# coyote hunting in eastern montana



## ckchub (Dec 19, 2007)

Planning a coyote hunting trip to eastern montana.wondering if anyone has suggestions on were to go or info on public land.Anything help would be appreciated..thanks alot


----------



## phutch30 (Nov 18, 2010)

Coyotes are found on every piece of public land Ive ever been on in eastern. Granted some are better than others. In my experience avoid sheep areas. They do heavy control work in those areas.


----------



## xdeano (Jan 14, 2005)

I'd agree with phutch30, the gov hunters do a lot of control work on sheep spots, i'd say within a 4mile radius of a sheep spot wouldn't be a good spot. But then again that's the same here in ND.

good luck,
Deano


----------



## Varmint_Hunter_007 (Nov 29, 2007)

Where at in Eastern Montana are your planning to hunt?


----------



## ckchub (Dec 19, 2007)

i am just getting things started on our trip but it would not be to far into montana...like baker area or south in the akalala area if i spelled that right. around the custer national forest maybe. anywhere there is alot of public land.


----------



## barebackjack (Sep 5, 2006)

ckchub said:


> i am just getting things started on our trip but it would not be to far into montana...like baker area or south in the akalala area if i spelled that right. around the custer national forest maybe. anywhere there is alot of public land.

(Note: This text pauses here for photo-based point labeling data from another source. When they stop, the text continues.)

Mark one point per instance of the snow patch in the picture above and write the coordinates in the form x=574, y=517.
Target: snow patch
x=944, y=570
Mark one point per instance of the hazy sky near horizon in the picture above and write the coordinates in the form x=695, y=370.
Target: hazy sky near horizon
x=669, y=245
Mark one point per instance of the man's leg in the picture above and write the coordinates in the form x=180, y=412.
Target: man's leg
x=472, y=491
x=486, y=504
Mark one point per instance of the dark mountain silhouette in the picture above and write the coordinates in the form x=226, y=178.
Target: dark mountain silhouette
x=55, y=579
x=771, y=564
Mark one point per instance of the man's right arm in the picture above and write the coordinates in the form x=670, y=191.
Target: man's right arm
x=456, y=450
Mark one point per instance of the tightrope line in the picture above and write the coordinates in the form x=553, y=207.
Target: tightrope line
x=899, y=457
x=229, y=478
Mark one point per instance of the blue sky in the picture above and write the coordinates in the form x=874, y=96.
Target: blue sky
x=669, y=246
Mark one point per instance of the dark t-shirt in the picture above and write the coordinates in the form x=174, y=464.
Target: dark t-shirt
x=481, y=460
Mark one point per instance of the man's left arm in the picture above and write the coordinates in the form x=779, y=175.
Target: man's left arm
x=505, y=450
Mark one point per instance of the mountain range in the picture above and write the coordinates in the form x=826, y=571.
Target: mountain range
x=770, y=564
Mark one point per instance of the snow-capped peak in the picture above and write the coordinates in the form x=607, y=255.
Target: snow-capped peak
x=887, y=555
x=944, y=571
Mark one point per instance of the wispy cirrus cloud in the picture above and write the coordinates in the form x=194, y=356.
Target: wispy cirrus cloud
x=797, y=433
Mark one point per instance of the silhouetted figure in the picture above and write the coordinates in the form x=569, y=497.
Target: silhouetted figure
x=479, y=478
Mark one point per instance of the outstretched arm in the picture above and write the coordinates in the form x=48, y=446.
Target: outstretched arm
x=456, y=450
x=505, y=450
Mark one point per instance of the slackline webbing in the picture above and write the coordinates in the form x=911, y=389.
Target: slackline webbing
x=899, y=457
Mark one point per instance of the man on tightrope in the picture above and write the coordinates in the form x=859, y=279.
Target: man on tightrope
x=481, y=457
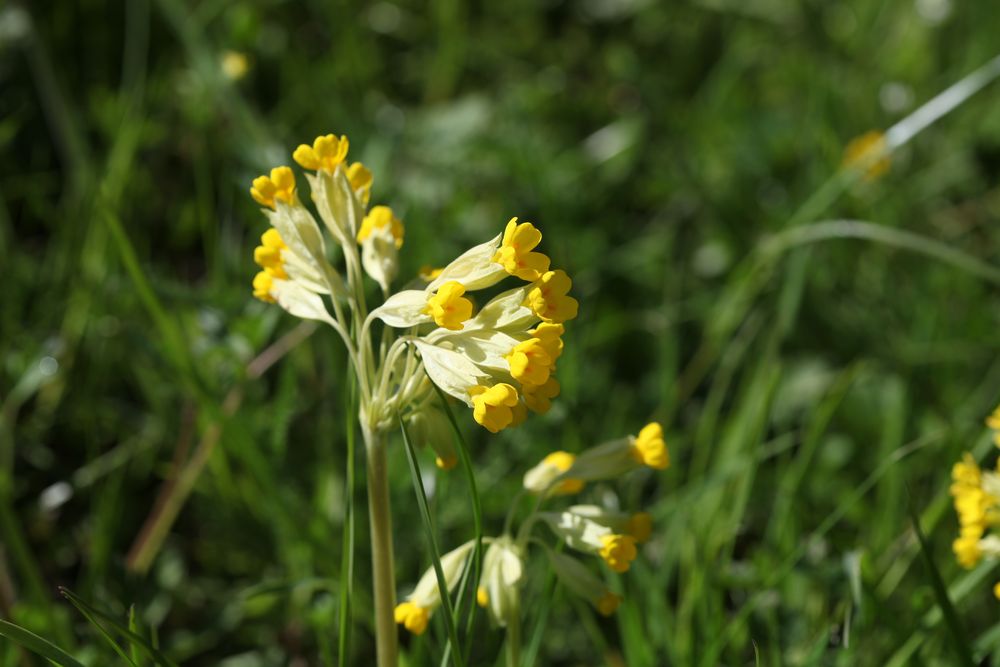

That area gets a lot of pressure.

Especially years they have enough snow to run sleds.

And Custer Ntl Forest is quite a ways from the Ekalaka/Baker area.


----------



## Varmint_Hunter_007 (Nov 29, 2007)

It is very pressured there. If you come west anymore let me know, I hunt several thousand acres between Columbus and Reed Point. So far the yotes we have dropped have been beautiful


----------



## phutch30 (Nov 18, 2010)

It is a major sheep area from the border to Broadus. If you get out of that area it can be good. The edge of the custer is only an hour from Alzada/Dakota border.

I ended with 8 for the day.


----------